Location-based analyses: Although many viruses are targeted by the siRNA pathway throughout the genome, others are targeted only in limited regions (Sabin et al., 2013). A heatmap representing the occurrence of all mapped read lengths across all genomic locations can be produced using the size.position.heatmap function, and barplots showing counts for each genomic location for each read length generated using the stacked.barplot function.

Read-based analyses: Read-based analyses allow users to focus on patterns in particular subsets of reads. Single barplots showing the location, strand and count of reads mapping throughout the genome can be visualized using the position.barplot function. The base composition of subsets of reads can be calculated with the make.pwm function. Sequence signatures of the piRNA pathway include a strong U1 bias in primary, antisense piRNAs and following ‘ping-pong’ cycle amplification involving AGO3 and Aub, a strong A10 bias in secondary sense piRNAs in Drosophila (Brennecke et al., 2007).
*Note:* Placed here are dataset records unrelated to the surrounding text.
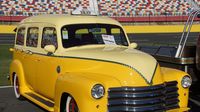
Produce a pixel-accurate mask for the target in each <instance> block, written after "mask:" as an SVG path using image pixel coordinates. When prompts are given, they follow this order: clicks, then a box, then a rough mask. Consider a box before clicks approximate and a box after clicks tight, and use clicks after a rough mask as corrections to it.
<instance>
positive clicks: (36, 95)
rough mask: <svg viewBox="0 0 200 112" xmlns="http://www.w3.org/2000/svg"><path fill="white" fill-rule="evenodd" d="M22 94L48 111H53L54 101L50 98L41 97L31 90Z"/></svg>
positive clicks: (27, 98)
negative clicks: (30, 91) (32, 91)
mask: <svg viewBox="0 0 200 112" xmlns="http://www.w3.org/2000/svg"><path fill="white" fill-rule="evenodd" d="M23 96H24V97H26V98H27V99H28V100H31V101H32V102H33V103H35V104H37V105H39V106H40V107H42V108H44V109H46V110H47V111H49V112H53V111H54V103H53V102H52V101H50V100H47V99H46V98H42V97H40V96H39V95H37V94H35V93H32V92H28V93H24V94H23Z"/></svg>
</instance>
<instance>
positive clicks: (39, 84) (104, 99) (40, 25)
mask: <svg viewBox="0 0 200 112" xmlns="http://www.w3.org/2000/svg"><path fill="white" fill-rule="evenodd" d="M136 46H137V44H136V43H130V42H129V40H128V37H127V34H126V33H125V31H124V29H123V27H122V26H121V24H120V23H118V22H117V21H115V20H112V19H110V18H106V17H96V16H64V15H43V16H34V17H29V18H27V19H25V20H23V21H22V22H20V24H19V25H18V27H17V33H16V40H15V45H14V48H13V49H11V51H13V60H12V62H11V66H10V80H11V83H12V84H13V86H14V92H15V96H16V98H18V99H21V98H23V97H25V98H27V99H28V100H30V101H32V102H34V103H35V104H37V105H39V106H41V107H42V108H44V109H46V110H47V111H51V112H53V111H54V112H119V111H120V112H125V111H127V112H128V111H170V112H177V111H188V110H189V108H188V107H187V105H188V96H189V87H190V85H191V82H192V81H191V78H190V76H189V75H188V74H187V73H185V72H182V71H179V70H176V69H170V68H166V67H160V66H159V63H158V62H157V61H156V60H155V59H154V58H153V57H152V56H150V55H149V54H146V53H144V52H141V51H139V50H137V49H135V48H136Z"/></svg>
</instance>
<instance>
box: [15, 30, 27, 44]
mask: <svg viewBox="0 0 200 112" xmlns="http://www.w3.org/2000/svg"><path fill="white" fill-rule="evenodd" d="M24 36H25V28H19V30H18V32H17V37H16V44H17V45H24Z"/></svg>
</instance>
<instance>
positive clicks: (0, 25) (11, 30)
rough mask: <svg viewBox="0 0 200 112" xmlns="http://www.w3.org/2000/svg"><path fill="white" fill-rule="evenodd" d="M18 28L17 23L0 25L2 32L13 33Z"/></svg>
mask: <svg viewBox="0 0 200 112" xmlns="http://www.w3.org/2000/svg"><path fill="white" fill-rule="evenodd" d="M15 28H16V26H15V25H0V34H1V33H3V34H13V33H15V32H14V31H13V30H14V29H15Z"/></svg>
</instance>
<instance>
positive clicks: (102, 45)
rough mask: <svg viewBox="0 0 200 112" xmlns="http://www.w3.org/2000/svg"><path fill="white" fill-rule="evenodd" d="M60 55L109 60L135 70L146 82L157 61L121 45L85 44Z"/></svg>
mask: <svg viewBox="0 0 200 112" xmlns="http://www.w3.org/2000/svg"><path fill="white" fill-rule="evenodd" d="M62 56H66V57H71V58H79V59H88V60H97V61H104V62H111V63H116V64H120V65H123V66H127V67H129V68H131V69H133V70H135V71H136V72H137V73H138V74H139V75H141V76H142V77H143V78H144V79H145V80H146V81H147V82H148V83H151V81H152V78H153V76H154V73H155V70H156V67H157V61H156V60H155V59H154V58H153V57H152V56H150V55H148V54H146V53H144V52H141V51H139V50H136V49H133V48H128V47H122V46H105V45H98V46H97V45H86V46H79V47H73V48H69V49H67V50H66V51H65V52H64V53H63V52H62Z"/></svg>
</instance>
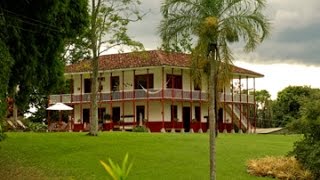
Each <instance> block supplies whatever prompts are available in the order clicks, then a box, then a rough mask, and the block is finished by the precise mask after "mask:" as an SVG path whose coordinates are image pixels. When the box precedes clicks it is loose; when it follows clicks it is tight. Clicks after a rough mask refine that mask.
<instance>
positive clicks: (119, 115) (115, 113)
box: [112, 107, 120, 122]
mask: <svg viewBox="0 0 320 180" xmlns="http://www.w3.org/2000/svg"><path fill="white" fill-rule="evenodd" d="M112 121H113V122H119V121H120V107H112Z"/></svg>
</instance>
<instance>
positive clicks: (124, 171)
mask: <svg viewBox="0 0 320 180" xmlns="http://www.w3.org/2000/svg"><path fill="white" fill-rule="evenodd" d="M128 159H129V155H128V153H127V154H126V155H125V157H124V159H123V161H122V166H121V167H120V166H119V164H116V163H114V162H113V161H112V160H111V159H110V158H109V165H108V164H106V163H105V162H103V161H101V160H100V163H101V165H102V166H103V167H104V169H105V170H106V171H107V172H108V174H109V175H110V176H111V177H112V178H113V179H114V180H125V179H127V178H128V175H129V172H130V170H131V168H132V165H133V163H132V162H131V163H129V161H128Z"/></svg>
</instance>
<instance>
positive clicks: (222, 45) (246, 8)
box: [159, 0, 270, 179]
mask: <svg viewBox="0 0 320 180" xmlns="http://www.w3.org/2000/svg"><path fill="white" fill-rule="evenodd" d="M265 5H266V2H265V0H258V1H256V0H165V1H164V3H163V5H162V7H161V13H162V14H163V17H164V18H163V20H162V21H161V24H160V27H159V32H160V36H161V38H162V40H163V47H165V49H176V47H177V44H178V45H179V43H180V42H183V44H181V46H180V47H182V48H183V47H188V43H187V42H186V40H187V41H192V39H189V38H194V42H195V46H193V47H194V48H193V49H192V56H193V60H194V62H195V66H194V67H195V69H203V68H207V69H209V70H207V72H208V75H209V76H208V77H209V95H210V96H209V97H210V100H209V102H210V103H209V120H210V123H209V127H210V157H211V158H210V179H215V160H214V158H213V157H214V156H215V140H214V139H215V135H214V134H215V122H216V121H215V119H216V115H215V111H216V108H215V107H216V100H217V96H216V92H217V89H218V86H219V84H220V83H221V82H224V81H221V82H219V83H218V79H228V76H229V72H230V70H229V68H228V64H230V63H231V61H232V53H231V49H230V47H229V46H230V43H234V42H239V41H241V42H243V43H244V50H245V51H246V52H248V51H252V50H254V49H255V48H256V47H257V45H258V44H260V43H261V42H262V41H263V40H264V39H265V38H266V37H267V36H268V35H269V30H270V24H269V21H268V20H267V18H266V17H265V16H264V15H263V14H262V10H263V8H264V7H265ZM190 43H193V42H190ZM170 47H172V48H170ZM178 47H179V46H178ZM221 62H222V63H221ZM196 74H197V75H195V76H194V77H195V78H197V77H199V73H196ZM227 83H228V84H229V83H230V82H227Z"/></svg>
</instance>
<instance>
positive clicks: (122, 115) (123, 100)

Similar motifs have been found in piRNAs and viral piRNA-like molecules in mosquitoes or derived cell lines (Morazzani et al., 2012; Schnettler et al., 2013; Vodovar et al., 2012). The output of make.pwm can be plotted as a heatmap using the pwm.heatmap function, or used with external packages such as seqLogo and motifStack to produce sequence logos. Finally, the 5′-ends of complementary piRNAs are most frequently separated by 10 nt (Brennecke et al., 2007; Vodovar et al., 2012) because of the earlier described ‘ping-pong’ amplification. The distance between 5′-ends of piRNAs mapping to opposite strands can be summarized and visualized using the read.dist.plot function.

3 CONCLUSIONS

Deep sequencing experiments have revealed a variety of interesting and unique signatures of the miRNA, siRNA and piRNA pathways, and there is a need for software that allows scientists to process such data. We have developed viRome, a package for R that allows the interactive generation of a range of informative plots and reports. As an R package, viRome is available on a range of operating systems. viRome is released under an open-source license and can be downloaded from http://virome.sf.net, where a tutorial is also available.

Funding: UK Biotechnology and Biological Sciences Research Council (BBSRC) (BB/J004243/1; BB/J004235/1) (to M.W.); UK Medical Research Council (MRC) (to A.K. and E.S.); The Netherlands Organisation for Scientific Research NWO (Rubicon Fellowship number: 825.10.021) (to E.S.).

Conflict of Interest: none declared.